От такого предложения моя сыскная лихорадка враз улетучилась.
– Я вам там не нужен, – сказал я. – Какой от меня прок?
– Чем ближе я знакомлюсь с вами, мистер Беттередж, тем больше обнаруживаю у вас достоинств. Скромность! Господи, какая это редкость в нашем мире! И как много этого редкого свойства у вас! Если я появлюсь в коттедже один, жильцы проглотят язык при первом же заданном вопросе. Но если я приду с вами, меня представит уважаемый сосед, и беседа завяжется сама собой. Вот в каком свете я это вижу. А вы?
Не придумав достаточно быстро достаточно умного ответа, я попытался выиграть время, спросив сыщика, чей коттедж он вознамерился посетить.

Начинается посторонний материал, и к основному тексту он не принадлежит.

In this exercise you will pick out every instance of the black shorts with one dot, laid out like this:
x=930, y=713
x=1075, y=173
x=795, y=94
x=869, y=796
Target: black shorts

Из описаний сержанта я понял, что речь идет о коттедже рыбака по фамилии Йолланд, живущего там с женой и двумя взрослыми детьми – сыном и дочерью. Если вернуться назад, вы вспомните, что в первом описании Розанны Спирман я упоминал ее прогулки на Зыбучие пески и посещение друзей в Коббс-Холе. Йолланды и были ее друзьями – уважаемые, достойные люди, делавшие честь всей округе. Розанна познакомилась с ними через их дочь, от рождения страдавшую хромотой, которую все в наших местах называли Люси-Хромуша. Две девушки с природными дефектами, видимо, вызывали друг у друга симпатию. Йолланды и Розанна, казалось, всегда проводили редкие свободные минуты вместе, сохраняя теплые, дружеские отношения. Тот факт, что сержант Кафф выследил девушку у коттеджа Йолландов, заставил меня взглянуть на свое участие в следствии под другим углом. Розанна всего лишь ходила туда, где обычно бывала. То, что она проводила время с рыбаком и его семьей, по сути доказывало ее невиновность. Стало быть, соглашаясь с выводами сержанта, я получал возможность оказать услугу девушке, а не сыщику. Поэтому я ответил, что он меня убедил.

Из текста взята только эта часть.